The main finding of the present study is that among patients with STEMI undergoing mechanical reperfusion, impaired myocardial perfusion and larger infarct size explain the higher mortality rate observed in patients with a more prolonged delay until treatment.

Time-to-treatment, myocardial perfusion, and mortality after primary angioplasty for STEMI

Although several studies have shown the relevant impact of time-to-treatment on myocardial perfusion,12 myocardial salvage,13 and mortality1–3 in patients with STEMI treated by thrombolysis, the prognostic value of ischaemic time in patients with STEMI treated by primary angioplasty is still a matter of debate.3–7 Brodie et al.4 observed a better outcome among patients undergoing primary angioplasty within 2 h of symptom onset, whereas a relatively stable mortality rate was observed in those intervened from 2 to 12 h. These findings were confirmed by Cannon et al.6 who, in a cohort of 27,080 patients undergoing primary angioplasty, found that only door-to-balloon time, but not time-to-treatment, was associated with mortality. Similar findings were reported by Zijlstra et al.3 in a pooled analysis of several randomised trials comparing primary angioplasty and thrombolysis. They found a direct relationship between time-to-treatment and mortality only in patients treated by thrombolysis, but not by primary angioplasty.
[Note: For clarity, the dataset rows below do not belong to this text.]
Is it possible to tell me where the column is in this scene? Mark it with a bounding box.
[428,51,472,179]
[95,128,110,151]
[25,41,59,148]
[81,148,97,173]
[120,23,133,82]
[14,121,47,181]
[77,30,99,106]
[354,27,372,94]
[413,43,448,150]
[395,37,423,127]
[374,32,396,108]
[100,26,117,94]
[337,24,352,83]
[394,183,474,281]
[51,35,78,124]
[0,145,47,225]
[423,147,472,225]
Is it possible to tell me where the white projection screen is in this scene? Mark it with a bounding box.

Confirming these observations, Schomig et al.13 found a significant relationship between time-to-treatment and myocardial salvage only in patients treated by thrombolysis but not in those treated by primary angioplasty.

In our previous report,8 we found time-to-treatment to be an independent predictor of mortality in patients with STEMI treated with angioplasty, particularly in those at high risk. These findings have been confirmed by Antoniucci et al.7 in a population of 1332 patients undergoing primary angioplasty. Supporting the prognostic role of early restoration of antegrade flow in patients undergoing primary angioplasty, Stone and colleagues14 found preprocedural TIMI 3 flow to be an independent predictor of mortality. In the current study, we found impaired myocardial perfusion and larger infarct size to be potential explanations for the higher mortality observed in patients with a prolonged delay before first balloon inflation. In fact, as demonstrated in animal models,15–17 the duration of coronary occlusion is a main determinant of infarct size. Therefore, late reperfusion is expected to result in poor perfusion, less myocardial salvage and, thus, a higher mortality rate, in comparison with early reperfusion, even after optimal mechanical reperfusion. These results were also confirmed in the analysis restricted to patients with postprocedural TIMI 3 flow.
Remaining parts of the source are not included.